Is $(\pmb{1} + \pmb{\eta})\cdot\pmb{\omega_1} = \pmb{1} + \pmb{\eta}\cdot\pmb{\omega_1}$?
- $\pmb{\eta}$ - order type of $\mathbb{Q}$.
- $\pmb{1}$ - order type of a singleton set.
- $\pmb{\omega_0}$ - order type of $\mathbb{N}$.
- $\pmb{\omega_1}$ - order type of the first uncountable ordinal.
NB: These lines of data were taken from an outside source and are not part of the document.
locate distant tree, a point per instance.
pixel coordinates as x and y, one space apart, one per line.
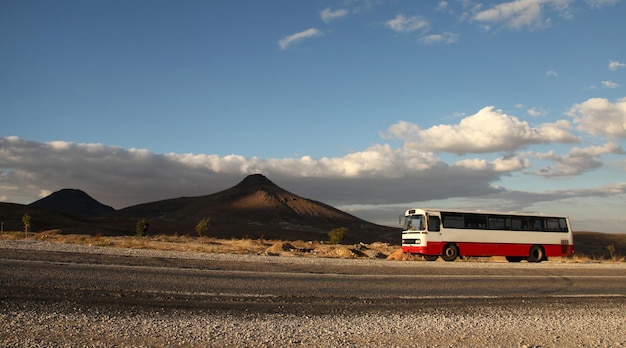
336 235
203 226
142 227
26 222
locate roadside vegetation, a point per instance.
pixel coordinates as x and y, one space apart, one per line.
261 246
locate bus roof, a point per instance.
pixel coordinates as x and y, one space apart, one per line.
421 211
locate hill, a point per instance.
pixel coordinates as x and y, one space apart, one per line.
255 208
72 201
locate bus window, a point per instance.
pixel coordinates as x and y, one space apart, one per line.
537 224
519 223
552 224
414 223
452 220
433 224
499 222
476 221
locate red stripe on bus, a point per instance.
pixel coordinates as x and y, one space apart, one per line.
490 249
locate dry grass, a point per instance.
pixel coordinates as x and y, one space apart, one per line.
297 248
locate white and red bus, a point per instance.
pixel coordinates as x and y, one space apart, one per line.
450 234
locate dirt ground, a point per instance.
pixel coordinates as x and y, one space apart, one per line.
298 248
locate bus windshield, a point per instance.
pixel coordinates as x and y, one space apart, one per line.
414 223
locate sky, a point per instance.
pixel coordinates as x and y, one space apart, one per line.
373 107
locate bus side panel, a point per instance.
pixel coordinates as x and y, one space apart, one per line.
559 250
433 248
505 249
494 249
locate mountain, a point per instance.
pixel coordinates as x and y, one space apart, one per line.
74 202
255 208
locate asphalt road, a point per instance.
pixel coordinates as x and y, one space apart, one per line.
266 285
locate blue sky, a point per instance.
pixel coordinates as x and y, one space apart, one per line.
370 106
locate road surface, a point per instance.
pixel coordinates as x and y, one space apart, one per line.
147 299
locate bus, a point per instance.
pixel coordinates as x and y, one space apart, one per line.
453 234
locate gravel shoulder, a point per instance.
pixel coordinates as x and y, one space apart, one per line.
589 322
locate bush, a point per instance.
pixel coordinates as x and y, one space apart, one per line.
141 228
203 226
336 235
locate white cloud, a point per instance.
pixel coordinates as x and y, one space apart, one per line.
598 116
552 73
287 41
501 164
577 161
446 38
522 13
443 5
614 65
489 130
600 3
403 24
609 84
535 113
328 15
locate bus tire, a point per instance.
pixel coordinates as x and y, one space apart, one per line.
537 254
450 252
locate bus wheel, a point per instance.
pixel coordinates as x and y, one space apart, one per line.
536 254
450 252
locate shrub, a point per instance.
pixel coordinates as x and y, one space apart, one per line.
141 228
336 235
203 226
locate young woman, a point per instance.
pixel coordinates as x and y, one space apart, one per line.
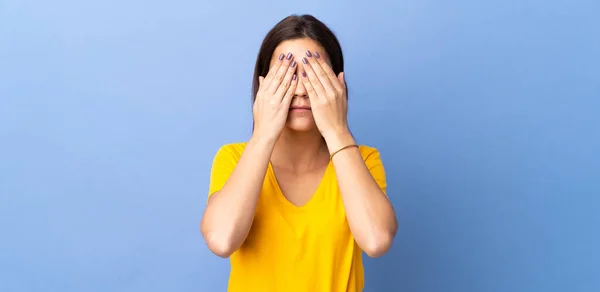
296 205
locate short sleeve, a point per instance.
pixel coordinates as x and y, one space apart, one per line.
223 165
373 161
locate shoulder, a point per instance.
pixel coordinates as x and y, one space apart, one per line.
231 151
369 152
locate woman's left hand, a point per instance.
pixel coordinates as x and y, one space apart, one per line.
327 94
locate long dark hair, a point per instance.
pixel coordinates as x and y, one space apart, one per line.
297 27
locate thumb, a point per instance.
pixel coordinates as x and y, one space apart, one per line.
342 79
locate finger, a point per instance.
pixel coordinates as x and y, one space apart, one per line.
281 73
328 71
320 73
310 90
289 94
273 70
312 78
342 79
287 80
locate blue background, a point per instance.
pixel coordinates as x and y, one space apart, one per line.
487 115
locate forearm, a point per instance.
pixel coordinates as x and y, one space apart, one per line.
368 210
230 212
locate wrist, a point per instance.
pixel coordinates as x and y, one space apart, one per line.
262 141
337 140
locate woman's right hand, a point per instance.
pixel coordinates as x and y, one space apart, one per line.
273 98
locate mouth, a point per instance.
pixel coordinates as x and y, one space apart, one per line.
300 108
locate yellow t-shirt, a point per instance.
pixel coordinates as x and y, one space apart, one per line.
291 248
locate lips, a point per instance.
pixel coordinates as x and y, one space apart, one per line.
300 107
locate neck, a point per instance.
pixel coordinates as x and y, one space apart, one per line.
300 151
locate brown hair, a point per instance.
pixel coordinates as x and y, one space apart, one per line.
297 27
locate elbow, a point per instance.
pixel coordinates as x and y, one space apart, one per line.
379 245
218 243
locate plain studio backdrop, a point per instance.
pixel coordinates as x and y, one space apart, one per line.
486 113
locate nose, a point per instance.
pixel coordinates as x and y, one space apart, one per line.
300 90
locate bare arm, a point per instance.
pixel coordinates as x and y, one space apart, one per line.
369 212
230 212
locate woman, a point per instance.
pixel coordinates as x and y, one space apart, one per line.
295 206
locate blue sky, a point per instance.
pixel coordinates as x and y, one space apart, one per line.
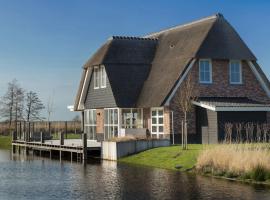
44 43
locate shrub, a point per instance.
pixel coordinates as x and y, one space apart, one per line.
247 161
259 173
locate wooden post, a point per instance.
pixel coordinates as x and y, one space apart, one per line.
14 149
14 136
66 128
61 138
84 147
182 134
50 129
41 137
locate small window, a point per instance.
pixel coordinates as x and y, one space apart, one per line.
205 70
103 76
96 77
235 72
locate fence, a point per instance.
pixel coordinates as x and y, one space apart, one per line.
52 128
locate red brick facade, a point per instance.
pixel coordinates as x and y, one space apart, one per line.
220 87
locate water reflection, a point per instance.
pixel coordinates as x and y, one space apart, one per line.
40 178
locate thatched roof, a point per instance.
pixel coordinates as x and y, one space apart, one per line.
143 70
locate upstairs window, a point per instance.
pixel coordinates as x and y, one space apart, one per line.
96 77
205 71
99 77
102 77
235 72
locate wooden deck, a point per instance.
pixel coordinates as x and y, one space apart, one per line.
81 148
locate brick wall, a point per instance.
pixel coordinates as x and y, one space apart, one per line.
100 121
220 87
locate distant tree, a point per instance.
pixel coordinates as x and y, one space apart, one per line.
12 103
33 106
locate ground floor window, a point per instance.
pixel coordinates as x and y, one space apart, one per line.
132 118
90 123
111 122
157 122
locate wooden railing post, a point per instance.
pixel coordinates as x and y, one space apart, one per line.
84 136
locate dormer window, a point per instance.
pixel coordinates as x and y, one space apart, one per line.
99 77
235 72
205 71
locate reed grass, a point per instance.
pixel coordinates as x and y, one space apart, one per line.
247 161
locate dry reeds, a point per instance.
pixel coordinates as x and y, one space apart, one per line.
237 159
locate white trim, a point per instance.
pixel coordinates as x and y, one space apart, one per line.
96 74
259 78
240 73
204 105
103 73
157 125
179 82
86 80
71 108
251 108
232 108
210 70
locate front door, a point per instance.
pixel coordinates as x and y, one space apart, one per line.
157 122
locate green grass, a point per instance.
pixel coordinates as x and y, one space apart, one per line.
5 142
166 157
69 136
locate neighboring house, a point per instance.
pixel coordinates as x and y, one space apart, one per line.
131 83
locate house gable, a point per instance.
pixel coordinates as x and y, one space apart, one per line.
99 98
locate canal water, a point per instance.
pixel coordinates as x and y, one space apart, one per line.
40 178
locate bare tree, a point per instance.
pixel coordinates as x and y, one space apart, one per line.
239 127
184 98
12 103
258 132
228 132
33 106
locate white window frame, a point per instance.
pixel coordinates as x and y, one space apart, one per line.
87 122
131 111
210 71
157 125
113 125
240 72
96 77
103 76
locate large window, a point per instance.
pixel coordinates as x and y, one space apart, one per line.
102 76
157 119
132 118
235 72
111 123
90 123
205 71
99 77
96 77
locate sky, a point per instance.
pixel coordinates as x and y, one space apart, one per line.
44 43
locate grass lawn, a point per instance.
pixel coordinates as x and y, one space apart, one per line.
167 157
5 142
69 136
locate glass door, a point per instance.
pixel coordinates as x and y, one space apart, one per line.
157 122
110 123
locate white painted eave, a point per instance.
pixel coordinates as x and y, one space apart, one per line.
232 108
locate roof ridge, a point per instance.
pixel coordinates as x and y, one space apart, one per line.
116 37
217 15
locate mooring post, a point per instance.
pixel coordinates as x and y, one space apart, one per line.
14 149
14 136
41 137
62 138
84 147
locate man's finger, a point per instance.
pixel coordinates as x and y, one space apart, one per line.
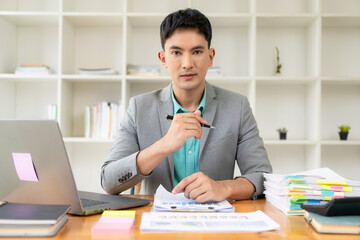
183 183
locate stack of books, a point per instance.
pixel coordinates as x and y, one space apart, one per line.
102 120
97 71
143 70
288 191
333 224
33 69
35 220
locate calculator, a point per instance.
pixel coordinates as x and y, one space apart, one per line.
335 207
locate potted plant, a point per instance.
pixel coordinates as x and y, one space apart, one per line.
344 131
282 133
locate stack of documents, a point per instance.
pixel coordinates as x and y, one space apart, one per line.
207 222
177 213
166 201
288 191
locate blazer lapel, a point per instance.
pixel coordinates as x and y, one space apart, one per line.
209 115
165 107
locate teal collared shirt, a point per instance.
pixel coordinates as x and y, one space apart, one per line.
186 159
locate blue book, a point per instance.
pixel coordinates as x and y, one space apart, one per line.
333 224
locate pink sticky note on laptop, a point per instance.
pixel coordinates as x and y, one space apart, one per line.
25 167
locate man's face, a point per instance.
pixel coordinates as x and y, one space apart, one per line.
187 58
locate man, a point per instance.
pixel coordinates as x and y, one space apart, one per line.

It is easy to see that $\pmb{\eta}\cdot\pmb{\omega_0} = (\pmb{\eta} + \pmb{1})\cdot\pmb{\omega_0} = \pmb{\eta}$ and $(\pmb{1} + \pmb{\eta})\cdot\pmb{\omega_0} = \pmb{1} + \pmb{\eta}\cdot\pmb{\omega_0} = \pmb{1} + \pmb{\eta}$. As it was shown in the answer to my last question, we also have $(\pmb{\eta} + \pmb{1})\cdot\pmb{\omega_1} = (\pmb{\eta}+\pmb{1})\cdot\pmb{\omega_0}\cdot\pmb{\omega_1}= \pmb{\eta}\cdot\pmb{\omega_1} $.
Question: Is $(\pmb{1} + \pmb{\eta})\cdot\pmb{\omega_1} = \pmb{1} + \pmb{\eta}\cdot\pmb{\omega_1}$?
Solution 1:
Here is a somewhat relaxed way to see that the orders $1+\eta\cdot\omega_1$ and $(1+\eta)\cdot\omega_1$ are not isomorphic, by finding a topological feature of one order not exhibited in the other.
First, observe that $(1+\eta)\cdot\omega_1$ has a closed subset of order type $\omega_1$, namely, the points corresponding to the initial point of each of the intervals $1+\eta$ used to create it. This suborder contains limit points for all its increasing $\omega$-sequences.
But meanwhile, $1+\eta\cdot\omega_1$ has no such suborder. This is because this order contains no limits of sequences of points from distinct intervals (the $\eta$ intervals used to build it), but any subset of order type $\omega_1$ will have increasing sequences of points from distinct intervals.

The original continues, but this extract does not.